Advanced
Hybrid Model–Based Motion Recognition for Smartphone Users
Hybrid Model–Based Motion Recognition for Smartphone Users
ETRI Journal. 2014. Oct, 36(6): 1016-1022
Copyright © 2014, Electronics and Telecommunications Research Institute(ETRI)
  • Received : November 18, 2013
  • Accepted : June 16, 2014
  • Published : October 01, 2014
Download
PDF
e-PUB
PubReader
PPT
Export by style
Share
Article
Author
Metrics
Cited by
TagCloud
About the Authors
Beomju Shin
Chulki Kim
Jae Hun Kim
Seok Lee
Changdon Kee
Taikjin Lee

Abstract
This paper presents a hybrid model solution for user motion recognition. The use of a single classifier in motion recognition models does not guarantee a high recognition rate. To enhance the motion recognition rate, a hybrid model consisting of decision trees and artificial neural networks is proposed. We define six user motions commonly performed in an indoor environment. To demonstrate the performance of the proposed model, we conduct a real field test with ten subjects (five males and five females). Experimental results show that the proposed model provides a more accurate recognition rate compared to that of other single classifiers.
Keywords
I. Introduction
A user’s activity or status is essential information for pervasive computing that interacts with users and collects information for improving the quality of human life. The smartphone is a device that can be used to recognize a user’s motion by sensing and collecting data from various kinds of embedded sensors [1] . Recognized motion can be used to improve human-centered services, intelligent buildings, location-based services (LBS), and user-context awareness [2] . In particular, recognized motion is useful to enhance the positioning accuracy of LBS in indoor environments where Global Positioning System signals are blocked. In [3] , a Wi-Fi-based positioning system that combines physical motion recognition is presented. Pedestrian dead reckoning combined with motion recognition is presented in [4] [5] . However, in the case of false motion recognition, positioning performance results are less accurate; thus, an advanced classifier that could give a more accurate recognition rate is required.

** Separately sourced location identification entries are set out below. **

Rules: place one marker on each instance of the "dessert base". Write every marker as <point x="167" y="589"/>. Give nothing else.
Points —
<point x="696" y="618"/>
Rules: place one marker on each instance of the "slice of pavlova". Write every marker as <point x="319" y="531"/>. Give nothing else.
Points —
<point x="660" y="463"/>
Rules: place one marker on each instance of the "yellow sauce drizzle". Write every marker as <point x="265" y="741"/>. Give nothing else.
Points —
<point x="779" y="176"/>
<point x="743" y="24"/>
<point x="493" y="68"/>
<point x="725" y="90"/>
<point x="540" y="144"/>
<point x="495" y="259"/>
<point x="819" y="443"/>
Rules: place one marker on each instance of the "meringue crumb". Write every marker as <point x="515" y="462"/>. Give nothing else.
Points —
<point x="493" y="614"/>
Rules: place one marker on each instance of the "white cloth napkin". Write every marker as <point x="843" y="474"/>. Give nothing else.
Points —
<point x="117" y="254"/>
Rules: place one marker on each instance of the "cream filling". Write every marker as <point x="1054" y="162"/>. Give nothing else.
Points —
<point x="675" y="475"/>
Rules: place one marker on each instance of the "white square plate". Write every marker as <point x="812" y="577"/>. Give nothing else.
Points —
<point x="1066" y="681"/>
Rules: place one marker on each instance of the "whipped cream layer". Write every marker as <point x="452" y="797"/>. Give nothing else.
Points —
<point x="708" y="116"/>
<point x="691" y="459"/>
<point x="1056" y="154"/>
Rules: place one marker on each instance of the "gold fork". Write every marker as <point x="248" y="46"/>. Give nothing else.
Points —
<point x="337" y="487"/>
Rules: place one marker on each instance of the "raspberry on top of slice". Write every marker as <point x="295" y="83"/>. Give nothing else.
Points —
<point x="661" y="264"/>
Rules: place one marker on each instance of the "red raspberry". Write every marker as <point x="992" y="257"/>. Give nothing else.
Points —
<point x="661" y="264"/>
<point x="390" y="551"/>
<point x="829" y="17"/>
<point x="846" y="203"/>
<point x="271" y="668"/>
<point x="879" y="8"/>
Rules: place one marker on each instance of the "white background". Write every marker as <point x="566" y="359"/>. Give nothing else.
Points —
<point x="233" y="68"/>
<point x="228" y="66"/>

There have been several researches regarding motion recognition through the use of smartphones [3] , [6] . In [6] , a decision tree (DT) using simple accelerometer features was implemented. In [3] , on the other hand, a support vector machine (SVM)–based classifier for smartphone users was created. Use of the DT in [6] gives a higher performance compared with use of the SVM in [3] . However, in [3] , the performance of the SVM-based classifier is better than that of the DT. Usually, each of the algorithms (DT and SVM) is dependent upon defined motion states, selected features, or the position and orientation of the smartphone. Hence, the performance of each algorithm cannot be guaranteed when such factors are likely to vary.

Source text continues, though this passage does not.